Shell pipes are a powerful feature of command-line interfaces in Unix and Unix-like systems, including Linux and macOS. They allow you to pass the output of one command directly into another command, creating a “pipeline” of operations. This can greatly simplify your tasks and enable efficient data processing. In this post, we’ll explore the basics of shell pipes and see some practical examples.

What is a Shell Pipe?

A shell pipe, denoted by the | symbol, takes the output (stdout) of one command and uses it as the input (stdin) for the next command. This chaining of commands allows you to perform complex tasks with a combination of simple commands.

Basic Example of Using a Pipe

Consider a situation where you have a file named names.txt containing a list of names, and you want to find out how many names are in the file. You can use a combination of cat, grep, and wc commands:

cat names.txt | grep -v "^#" | wc -l

In this command:

  • cat names.txt displays the content of names.txt.
  • grep -v "^#" filters out lines starting with # (comments, for instance).
  • wc -l counts the number of lines.
  • The pipe | passes the output of each command to the next.

Pipes are particularly useful for sorting and filtering data. For example, if you want to list all files in the current directory, sorted by file size:

ls -l | sort -nk5

This command:

  • ls -l lists files in long format.
  • sort -nk5 sorts the output numerically (-n) based on the fifth column (-k5), which is the file size.
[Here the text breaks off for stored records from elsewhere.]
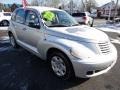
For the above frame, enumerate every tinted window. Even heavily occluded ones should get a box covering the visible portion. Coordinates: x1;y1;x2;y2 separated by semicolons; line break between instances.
11;10;17;21
4;13;11;16
16;9;25;24
25;10;40;28
72;13;85;17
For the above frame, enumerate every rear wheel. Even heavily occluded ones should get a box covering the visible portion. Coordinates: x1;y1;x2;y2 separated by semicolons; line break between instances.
9;34;18;48
49;52;74;80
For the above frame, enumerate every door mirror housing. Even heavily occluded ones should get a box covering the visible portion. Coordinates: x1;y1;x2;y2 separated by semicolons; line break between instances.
28;22;40;29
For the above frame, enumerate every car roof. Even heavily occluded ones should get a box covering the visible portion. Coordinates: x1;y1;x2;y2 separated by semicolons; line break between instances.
19;6;62;12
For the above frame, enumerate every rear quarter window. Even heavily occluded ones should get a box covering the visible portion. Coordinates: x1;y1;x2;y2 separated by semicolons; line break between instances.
3;13;11;16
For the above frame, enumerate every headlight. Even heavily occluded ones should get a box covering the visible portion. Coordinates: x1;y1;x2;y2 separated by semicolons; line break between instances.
70;49;81;59
70;47;95;59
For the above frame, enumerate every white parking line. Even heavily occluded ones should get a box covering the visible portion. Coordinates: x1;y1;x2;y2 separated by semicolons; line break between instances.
0;27;8;31
110;38;120;44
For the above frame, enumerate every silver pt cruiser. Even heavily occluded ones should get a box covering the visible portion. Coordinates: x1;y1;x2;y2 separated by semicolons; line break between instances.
8;6;117;80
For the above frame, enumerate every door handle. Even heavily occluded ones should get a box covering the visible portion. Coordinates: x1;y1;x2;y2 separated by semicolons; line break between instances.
22;28;27;31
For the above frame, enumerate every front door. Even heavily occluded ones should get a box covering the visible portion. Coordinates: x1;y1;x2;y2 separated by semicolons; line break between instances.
23;10;44;51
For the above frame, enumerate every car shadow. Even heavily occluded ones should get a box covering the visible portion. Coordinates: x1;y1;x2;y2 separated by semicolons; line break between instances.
0;42;89;90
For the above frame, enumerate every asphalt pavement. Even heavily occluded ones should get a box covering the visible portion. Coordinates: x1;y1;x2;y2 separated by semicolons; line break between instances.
0;34;120;90
0;19;120;90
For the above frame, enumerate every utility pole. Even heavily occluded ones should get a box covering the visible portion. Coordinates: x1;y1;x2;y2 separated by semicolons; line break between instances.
113;0;119;20
108;0;113;21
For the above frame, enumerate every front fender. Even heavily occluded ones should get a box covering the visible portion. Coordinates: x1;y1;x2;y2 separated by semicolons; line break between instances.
37;38;70;60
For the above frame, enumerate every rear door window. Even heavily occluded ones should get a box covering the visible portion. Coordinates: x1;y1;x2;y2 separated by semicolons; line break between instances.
16;9;25;24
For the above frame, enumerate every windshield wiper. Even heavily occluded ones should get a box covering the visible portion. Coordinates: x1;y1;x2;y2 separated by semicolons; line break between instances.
72;23;80;26
49;24;68;27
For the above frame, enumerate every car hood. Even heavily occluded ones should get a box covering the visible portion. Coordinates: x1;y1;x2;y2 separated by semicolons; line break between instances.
46;25;109;42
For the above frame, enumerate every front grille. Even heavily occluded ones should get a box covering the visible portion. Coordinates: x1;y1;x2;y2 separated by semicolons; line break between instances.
98;42;111;54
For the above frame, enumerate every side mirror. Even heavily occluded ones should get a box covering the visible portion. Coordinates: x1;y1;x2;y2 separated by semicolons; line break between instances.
28;22;40;29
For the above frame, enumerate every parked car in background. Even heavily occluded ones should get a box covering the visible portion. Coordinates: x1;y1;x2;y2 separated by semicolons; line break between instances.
8;6;117;80
90;12;97;18
72;12;93;26
0;12;11;26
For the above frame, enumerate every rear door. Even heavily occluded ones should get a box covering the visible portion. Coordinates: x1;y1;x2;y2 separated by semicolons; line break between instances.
11;9;25;41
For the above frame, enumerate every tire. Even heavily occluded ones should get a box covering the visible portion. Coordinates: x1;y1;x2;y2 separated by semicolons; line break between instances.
9;34;19;49
49;52;74;80
2;20;9;26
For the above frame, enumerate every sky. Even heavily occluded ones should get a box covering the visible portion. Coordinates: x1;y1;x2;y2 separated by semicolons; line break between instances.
0;0;118;6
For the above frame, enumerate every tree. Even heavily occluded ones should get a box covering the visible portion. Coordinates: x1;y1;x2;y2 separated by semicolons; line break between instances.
81;0;97;12
0;3;4;11
31;0;39;6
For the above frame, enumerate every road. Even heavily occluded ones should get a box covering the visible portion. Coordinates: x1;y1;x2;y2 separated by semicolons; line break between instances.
0;36;120;90
0;19;120;90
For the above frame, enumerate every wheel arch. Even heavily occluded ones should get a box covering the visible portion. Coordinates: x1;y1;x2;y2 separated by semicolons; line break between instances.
47;48;75;75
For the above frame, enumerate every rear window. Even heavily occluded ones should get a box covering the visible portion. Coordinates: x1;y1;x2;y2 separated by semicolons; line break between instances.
3;13;11;16
72;13;86;17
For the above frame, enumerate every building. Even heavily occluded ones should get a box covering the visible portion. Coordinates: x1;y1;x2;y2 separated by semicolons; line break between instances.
98;1;119;18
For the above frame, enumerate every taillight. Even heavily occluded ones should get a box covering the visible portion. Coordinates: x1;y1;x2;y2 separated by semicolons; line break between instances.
83;16;87;20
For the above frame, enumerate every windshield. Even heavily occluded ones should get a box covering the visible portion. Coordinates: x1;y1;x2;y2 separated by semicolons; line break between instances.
42;11;79;27
4;13;11;16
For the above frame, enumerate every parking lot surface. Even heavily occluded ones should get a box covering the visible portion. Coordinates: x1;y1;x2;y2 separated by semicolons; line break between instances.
0;18;120;90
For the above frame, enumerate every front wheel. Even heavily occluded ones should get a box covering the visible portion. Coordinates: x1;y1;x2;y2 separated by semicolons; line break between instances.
49;52;73;80
2;20;9;26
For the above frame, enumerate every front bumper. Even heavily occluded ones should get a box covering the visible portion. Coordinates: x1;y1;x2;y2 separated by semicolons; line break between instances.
72;44;117;78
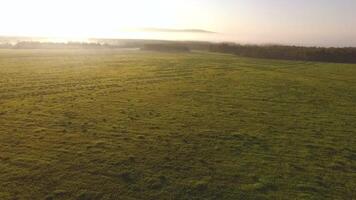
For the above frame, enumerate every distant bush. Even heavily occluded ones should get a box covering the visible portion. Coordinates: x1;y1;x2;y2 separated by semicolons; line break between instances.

You can also chain multiple pipes together. Suppose you want to check the most used words in a text file:

cat article.txt | tr ' ' '\n' | sort | uniq -c | sort -nr | head -10

This breaks down as:

  • cat article.txt displays the file content.
  • tr ' ' '\n' replaces spaces with new lines, putting each word on a separate line.
  • sort sorts the words alphabetically.
  • uniq -c counts the occurrences of each word.
  • sort -nr sorts the word count in descending order.
  • head -10 shows the top 10 results.


Shell pipes are a simple yet powerful tool for processing and manipulating data on the command line. By understanding and using pipes, you can combine basic commands to perform complex tasks efficiently.